Find a place in St. Louis?
azbballfan,
He probably told the reporter at the outset—on advice of counsel—that he wouldn’t give any specifics about the party or the alleged incident. The media glommed onto his blanket assertion that there was no rape and put it in the headline in order to attract eyeballs. It worked. From their standpoint, the rest of the story could have been about final exams, not lacrosse.
Until a third suspect is identified by the AV and indicted, every other white member of the team remains a potential suspect, and ought to keep quiet. It seems clear that facts don’t matter here; random justice is just fine, so long as a rich white kid gets skewered. Gotta make up for historical injustices, you know, and it doesn’t matter who.
As to the school’s response and the coach’s departure, I think that’s been the under-reported story.
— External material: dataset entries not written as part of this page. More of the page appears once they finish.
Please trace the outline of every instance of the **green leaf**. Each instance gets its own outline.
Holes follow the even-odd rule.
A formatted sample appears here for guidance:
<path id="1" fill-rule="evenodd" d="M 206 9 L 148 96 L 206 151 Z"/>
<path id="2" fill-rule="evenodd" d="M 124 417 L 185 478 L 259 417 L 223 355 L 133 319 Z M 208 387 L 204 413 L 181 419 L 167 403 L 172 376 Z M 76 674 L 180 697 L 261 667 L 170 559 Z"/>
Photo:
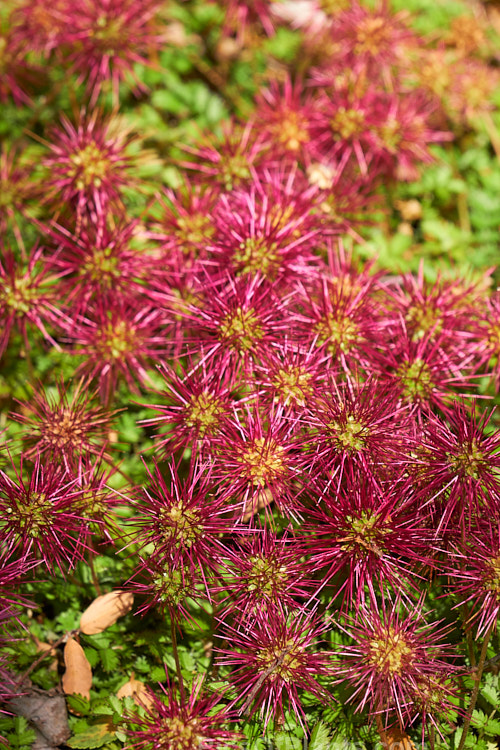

The new Duke administration forgot the rule of law, panicked from the outset, and only became more reactionary—“Ready, fire, aim.” The real triggering event seemed to be MacFadyen’s late night, alcohol and Hollywood-inspired e-mail to his buddies, which, though revolting on its face, was neither criminal nor evidence of criminality. I’m surprised that it became public at all; it’s irrelevant yet inflammatory and extremely prejudicial.
The world is full of boorish people, and Duke ought to have its representative share of them. Just tune your tv to any number of cable channels, or even the broadcast networks, and you’ll find boorish people earning millions putting their boorishness on public display. Maybe better still, go to a music store. If we put all of them in jail, expel all of them from school, and/or label them as outcasts, it wouldn’t affect just Duke lacrosse. A lot of today’s popular culture would be extinguished. Sad commentary.
Scott: No, not yet… I probably have it narrowed down to 3–4 neighborhoods for my trip later in the month, though.
Chris, be careful on your future travels as I have just learned that the eath may not be flat!
Irielax17: ...someone hasn’t been reading their Thomas Friedman!